To go up in the polls, the PLQ therefore needs Francophones. But by wooing them, Mme Anglade made few gains. Above all, she enraged her militant base.

Its die-hards are now threatening to create an Anglo party, like the Equality Party founded in 1989. It would be surprising if that threatened the seats in the castles. But it still creates an impression of disorder that she didn’t need…

To the credit of these disgruntled people, it is true that the Liberal amendment affects Anglophones, which goes beyond the spirit of Bill 101, which was primarily aimed at Allophones. But at the same time, not applying Law 101 to CEGEP is already a big compromise…

And even if they describe themselves as victims, English-speaking CEGEPs and universities remain overfunded in relation to the demographic weight of the community.

If the Liberals are defending their traditional militants, it is because Quebec politics has changed.

Faced with an adversary who does not want to achieve independence, Mme Anglade needs to redefine herself, and she doesn’t know how to do it yet. She is everywhere and nowhere at the same time.

After having governed for 15 of the last 18 years, the PLQ was ripe for purgatory. It had to reflect on its raison d’être and rebuild itself around its fundamental values.

Like PQ leader Paul St-Pierre Plamondon, Mme Anglade is intelligent and honest. I doubt anyone else would have done better in his place.

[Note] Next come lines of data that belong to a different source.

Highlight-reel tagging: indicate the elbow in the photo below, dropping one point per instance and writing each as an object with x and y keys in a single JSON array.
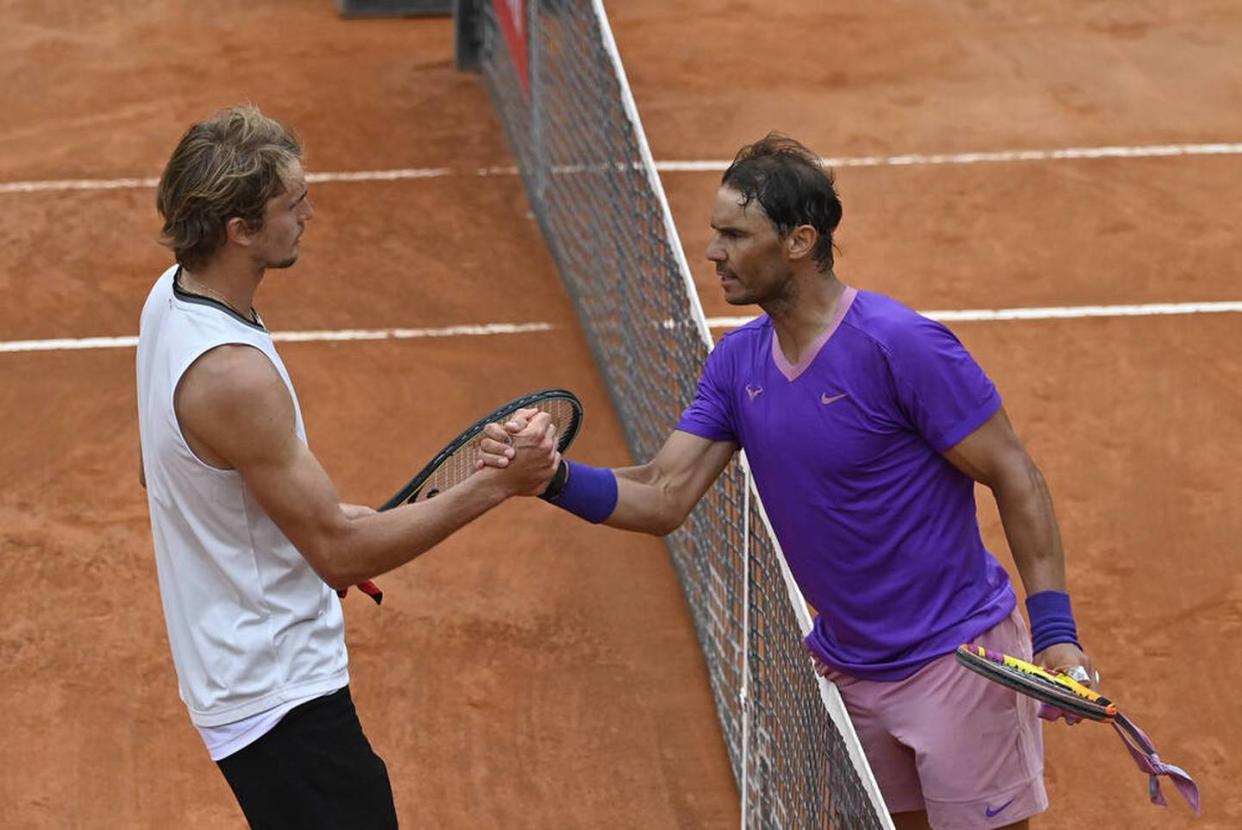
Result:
[
  {"x": 329, "y": 557},
  {"x": 668, "y": 521}
]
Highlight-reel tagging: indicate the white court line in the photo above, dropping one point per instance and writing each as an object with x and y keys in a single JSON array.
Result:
[
  {"x": 1067, "y": 153},
  {"x": 291, "y": 337},
  {"x": 1068, "y": 312}
]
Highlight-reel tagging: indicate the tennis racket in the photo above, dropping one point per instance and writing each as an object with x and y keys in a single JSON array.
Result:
[
  {"x": 1052, "y": 688},
  {"x": 1068, "y": 697},
  {"x": 456, "y": 461}
]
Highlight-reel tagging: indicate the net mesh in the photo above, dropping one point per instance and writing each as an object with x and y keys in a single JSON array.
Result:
[{"x": 583, "y": 159}]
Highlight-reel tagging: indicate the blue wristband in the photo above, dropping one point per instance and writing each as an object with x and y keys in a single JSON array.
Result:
[
  {"x": 588, "y": 492},
  {"x": 1051, "y": 620}
]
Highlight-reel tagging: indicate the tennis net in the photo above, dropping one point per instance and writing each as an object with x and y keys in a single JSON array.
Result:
[{"x": 555, "y": 78}]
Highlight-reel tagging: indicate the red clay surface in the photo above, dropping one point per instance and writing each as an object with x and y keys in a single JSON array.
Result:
[{"x": 534, "y": 671}]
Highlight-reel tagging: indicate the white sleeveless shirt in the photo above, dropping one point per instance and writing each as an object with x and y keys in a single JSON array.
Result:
[{"x": 252, "y": 628}]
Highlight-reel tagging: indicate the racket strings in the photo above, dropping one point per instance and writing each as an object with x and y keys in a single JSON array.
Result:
[{"x": 461, "y": 464}]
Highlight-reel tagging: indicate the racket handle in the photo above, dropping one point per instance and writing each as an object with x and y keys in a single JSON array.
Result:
[{"x": 368, "y": 588}]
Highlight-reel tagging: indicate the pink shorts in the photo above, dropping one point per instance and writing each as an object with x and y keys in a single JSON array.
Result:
[{"x": 965, "y": 749}]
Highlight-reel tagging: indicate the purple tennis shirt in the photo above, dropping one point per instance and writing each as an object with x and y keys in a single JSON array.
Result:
[{"x": 877, "y": 527}]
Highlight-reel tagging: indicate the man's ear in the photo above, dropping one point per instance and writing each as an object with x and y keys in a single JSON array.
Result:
[
  {"x": 237, "y": 231},
  {"x": 801, "y": 241}
]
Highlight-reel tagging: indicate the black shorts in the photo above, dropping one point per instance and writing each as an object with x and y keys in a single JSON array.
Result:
[{"x": 314, "y": 769}]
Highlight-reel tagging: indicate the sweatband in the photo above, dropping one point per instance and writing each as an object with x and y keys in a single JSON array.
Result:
[
  {"x": 584, "y": 491},
  {"x": 1051, "y": 620}
]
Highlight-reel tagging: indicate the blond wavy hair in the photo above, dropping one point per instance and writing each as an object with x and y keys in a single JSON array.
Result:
[{"x": 225, "y": 167}]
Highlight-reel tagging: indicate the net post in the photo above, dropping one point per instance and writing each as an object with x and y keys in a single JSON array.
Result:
[{"x": 466, "y": 35}]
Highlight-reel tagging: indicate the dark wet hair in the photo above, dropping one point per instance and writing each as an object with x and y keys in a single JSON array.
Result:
[{"x": 791, "y": 185}]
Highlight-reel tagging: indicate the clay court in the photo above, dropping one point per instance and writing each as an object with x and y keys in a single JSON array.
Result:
[{"x": 534, "y": 671}]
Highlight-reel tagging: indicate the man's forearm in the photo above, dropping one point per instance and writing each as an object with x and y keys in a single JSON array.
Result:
[
  {"x": 1030, "y": 522},
  {"x": 368, "y": 546}
]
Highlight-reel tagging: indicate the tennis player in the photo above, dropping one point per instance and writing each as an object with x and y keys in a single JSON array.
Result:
[
  {"x": 250, "y": 538},
  {"x": 866, "y": 426}
]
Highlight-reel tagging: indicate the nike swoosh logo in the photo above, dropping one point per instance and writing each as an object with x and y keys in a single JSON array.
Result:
[{"x": 992, "y": 813}]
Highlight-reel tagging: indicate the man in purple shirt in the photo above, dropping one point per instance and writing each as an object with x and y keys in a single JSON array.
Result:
[{"x": 866, "y": 426}]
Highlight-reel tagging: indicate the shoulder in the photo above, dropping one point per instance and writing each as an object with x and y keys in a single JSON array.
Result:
[
  {"x": 231, "y": 377},
  {"x": 747, "y": 337},
  {"x": 892, "y": 326}
]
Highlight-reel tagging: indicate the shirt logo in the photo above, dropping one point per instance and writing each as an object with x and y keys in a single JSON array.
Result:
[{"x": 992, "y": 813}]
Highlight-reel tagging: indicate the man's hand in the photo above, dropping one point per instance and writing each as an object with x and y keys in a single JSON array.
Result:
[
  {"x": 1068, "y": 659},
  {"x": 496, "y": 449},
  {"x": 523, "y": 460}
]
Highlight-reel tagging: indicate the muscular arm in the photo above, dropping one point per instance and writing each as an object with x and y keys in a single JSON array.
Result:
[
  {"x": 236, "y": 411},
  {"x": 994, "y": 455},
  {"x": 656, "y": 497}
]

It’s cruel to say, but she was probably in too much of a rush to win. In search of a shortcut to victory, she rushed to rebuild her party.

The departure of practically all the veterans of the PLQ in the next elections could help the party to rebuild itself around new faces. If what’s broken can be fixed, of course.

But, unfortunately for the chef, if nothing changes, she will no longer be there to do this job.